İrticalen konuşmak yeterli, hayır sadece yeterli değil, yeterlinin en az on katı bilgi ve hazırlık sahibi olmayan birisi için çok zor ama dahası çok tehlikelidir. En hafifi ile eskilerin 'sürç-i lisan' dedikleri dil sürçmesi ya da kastı aşan sözlerin ağızdan çıkması mukadderdir. Sık konuşmalarda bir paragrafta iki kocaman çamın devrildiği çok sık oluyor. Çalışmak, tekrar tekrar çalışmak ve tam hazırlandıktan sonra toplumun ya da basının karşısına çıkmak siyasetçiyi de devlet adamını da istenmeyen kazalardan koruyacak ilk çaredir.

Çalışmak ilk çaredir ama yetmez, o günün konusu olmayan ve hele de o makamın yetkisinin ve dolayısıyla da sorumluluğunun dışında alanlara hiç girmemek de ikinci tedbirdir. Tarım bakanına dış politikayı ya da gençlik spor bakanına Kandil'i soran gazeteciyle bu soruya 'benim görev alanım ve yetkim dışında' demek yerine hemen cevaplamaya teşne siyasetçi, bir yanlışın iki paydasından başka bir şey değildir.

Ülkenin çok ciddi sorunları var; bu sorunlar ne şu partinin ne de bu partinin sorunudur, bu sorunlar milli bir sorundur ve hangi parti iktidarda olursa olsun, hangi parti yarınlarda iktidara gelirse gelsin hepimizin kaderini belirleyecek önemde sorunlardır.

Ülkenin sınırları üzerine hain hesaplar ve girişimler yapılıyor, doğudan, batıdan ama özellikle de güneyden ve güneydoğudan makas her geçen biraz daha sıkışıyor ve etimize batıyor hatta zaman zaman etimizi kesip kemiğe dayanma tehlikesi beliriyor.

Eğitimimiz kim ne derse desin dünya ülkeleriyle mukayese edildiğinde hiç de iyi durumda değil. Dünyanın yeni bir devrimin kapısını araladığı şu günlerde biz tüm uluslararası ölçümlerde son sıralara demir atmış gözüküyoruz.
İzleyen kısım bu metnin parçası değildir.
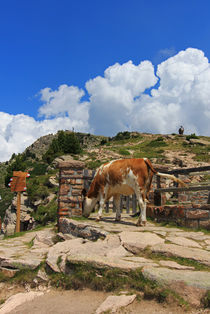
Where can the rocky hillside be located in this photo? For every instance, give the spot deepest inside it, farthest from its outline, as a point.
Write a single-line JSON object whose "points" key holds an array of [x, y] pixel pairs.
{"points": [[39, 202]]}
Daha da vahimi aynı kültür dairesinde yer aldığımız ve kaderlerimizi karşılıklı olarak etkilediğimiz İslam aleminin durumu daha da kötü, daha da yürek yakıcı. Eğer bu günkü tavrımızı aynıyla sürdürürsek korkarım ki önümüzdeki elli yıl içinde İslam alemi çok daha gerilere düşecek ve diğer medeniyetlerle olan mesafeyi bir daha asla kapatamayacaktır.

Uzatmayacağım; yürek yangınıdır bendeki, ateşi harlayıp herkesi yakmak niyetinde değilim ama herkesin günlük kavgaları ve oyunları oynaşları bırakıp şu ve ya bu parti, şu veya bu mezhep ve meşrep demeden bir an önce bir milli şuur etrafında toplanması için de küçük bir kıvılcım çakmadan da edemeyeceğim. Siz bu feryadı, o kıvılcım sayısınız lütfen.